Every AI agent is built on an architecture pattern — even if the builder doesn't realize it. The pattern determines how the agent reasons, when it uses tools, how it handles errors, and ultimately whether it works reliably or falls apart under real traffic.
There's no single "best" architecture. A customer support agent needs a different design than a research agent or a coding assistant. The right choice depends on your task complexity, latency requirements, cost budget, and reliability needs.
This guide covers the 6 architecture patterns used by production AI agents in 2026, with trade-offs and code for each.
Pattern 1: ReAct (Reasoning + Acting)
The most common agent pattern. The LLM alternates between thinking (reasoning about what to do) and acting (calling tools). Each observation from a tool informs the next thought.
Loop:
1. THOUGHT: "I need to find the user's order status"

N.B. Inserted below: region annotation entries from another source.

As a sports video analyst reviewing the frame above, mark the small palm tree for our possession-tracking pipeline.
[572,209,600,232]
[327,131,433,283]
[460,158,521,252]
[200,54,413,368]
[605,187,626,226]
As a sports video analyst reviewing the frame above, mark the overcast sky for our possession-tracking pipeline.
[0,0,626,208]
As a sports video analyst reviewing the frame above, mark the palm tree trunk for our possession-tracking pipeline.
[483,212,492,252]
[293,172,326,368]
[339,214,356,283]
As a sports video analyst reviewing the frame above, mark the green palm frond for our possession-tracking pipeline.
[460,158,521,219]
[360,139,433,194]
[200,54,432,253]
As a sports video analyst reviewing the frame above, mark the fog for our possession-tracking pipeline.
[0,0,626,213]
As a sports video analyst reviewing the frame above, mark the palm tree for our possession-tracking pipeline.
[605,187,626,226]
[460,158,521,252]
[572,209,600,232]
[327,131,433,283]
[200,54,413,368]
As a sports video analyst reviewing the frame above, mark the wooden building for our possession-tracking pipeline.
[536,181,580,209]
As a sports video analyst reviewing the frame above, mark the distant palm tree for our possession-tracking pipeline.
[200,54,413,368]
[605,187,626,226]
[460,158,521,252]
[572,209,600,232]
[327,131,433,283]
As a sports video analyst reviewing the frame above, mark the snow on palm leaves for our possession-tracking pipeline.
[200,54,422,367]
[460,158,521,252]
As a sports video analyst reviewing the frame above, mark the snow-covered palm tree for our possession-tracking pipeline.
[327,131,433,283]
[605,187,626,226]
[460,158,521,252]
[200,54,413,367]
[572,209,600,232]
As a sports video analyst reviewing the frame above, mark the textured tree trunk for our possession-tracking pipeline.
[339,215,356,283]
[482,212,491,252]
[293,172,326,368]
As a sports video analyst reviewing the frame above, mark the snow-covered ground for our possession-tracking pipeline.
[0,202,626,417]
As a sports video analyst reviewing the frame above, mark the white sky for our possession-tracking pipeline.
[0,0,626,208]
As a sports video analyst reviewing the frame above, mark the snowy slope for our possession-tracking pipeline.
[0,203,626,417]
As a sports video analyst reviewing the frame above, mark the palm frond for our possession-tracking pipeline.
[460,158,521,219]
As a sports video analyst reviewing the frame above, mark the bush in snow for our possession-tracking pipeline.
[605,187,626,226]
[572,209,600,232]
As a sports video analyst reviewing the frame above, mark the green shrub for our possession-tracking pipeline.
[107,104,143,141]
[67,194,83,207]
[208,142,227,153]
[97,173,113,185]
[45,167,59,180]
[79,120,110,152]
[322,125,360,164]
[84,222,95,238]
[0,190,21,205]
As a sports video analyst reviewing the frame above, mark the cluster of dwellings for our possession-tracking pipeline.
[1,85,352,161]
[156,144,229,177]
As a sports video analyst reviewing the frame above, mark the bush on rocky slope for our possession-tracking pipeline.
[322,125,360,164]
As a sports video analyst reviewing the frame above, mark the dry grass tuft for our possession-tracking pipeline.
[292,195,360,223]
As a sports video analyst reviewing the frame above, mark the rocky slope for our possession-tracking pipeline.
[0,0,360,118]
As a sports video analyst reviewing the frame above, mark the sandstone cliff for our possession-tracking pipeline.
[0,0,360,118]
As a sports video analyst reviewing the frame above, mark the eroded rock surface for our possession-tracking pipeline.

2. ACTION: lookup_order(order_id="12345")
3. OBSERVATION: {"status": "shipped", "tracking": "FX789"}
4. THOUGHT: "I have the tracking info, I can respond now"
5. RESPONSE: "Your order shipped! Tracking: FX789"
Implementation
class ReActAgent:
def __init__(self, llm, tools, max_steps=10):
self.llm = llm
self.tools = {t.name: t for t in tools}
self.max_steps = max_steps
def run(self, user_input: str) -> str:
messages = [
{"role": "system", "content": self.system_prompt},
{"role": "user", "content": user_input}
]
for step in range(self.max_steps):
response = self.llm.generate(messages, tools=list(self.tools.values()))
if response.tool_calls:
for call in response.tool_calls:
result = self.tools[call.name].execute(**call.args)
messages.append({"role": "tool", "content": str(result),
"tool_call_id": call.id})
else:
return response.content # Final answer
return "I wasn't able to complete this request. Let me connect you with support."
When to Use ReAct
- Tasks with 1-5 tool calls
- When the next step depends on the previous result
- Customer support, Q&A, simple data lookups
Trade-offs
| Pros | Cons |
|---|---|
| Simple to implement | Sequential — can't parallelize tool calls |
| Good reasoning transparency | Cost grows linearly with steps (full context each time) |
| Works with any LLM that supports tools | Can loop on difficult tasks |
| Easy to debug (read the thought chain) | No upfront planning — greedy decisions |
Pattern 2: Plan-and-Execute
Instead of deciding one step at a time, the agent first creates a complete plan, then executes each step. If a step fails, it replans.
1. PLAN:
Step 1: Look up customer's recent orders
Step 2: Check refund eligibility for each
Step 3: Process refund for the eligible one
Step 4: Send confirmation email
2. EXECUTE Step 1: lookup_orders(email="[email protected]")
3. EXECUTE Step 2: check_eligibility(order_id="ORD-789")
4. EXECUTE Step 3: process_refund(order_id="ORD-789", amount=49.99)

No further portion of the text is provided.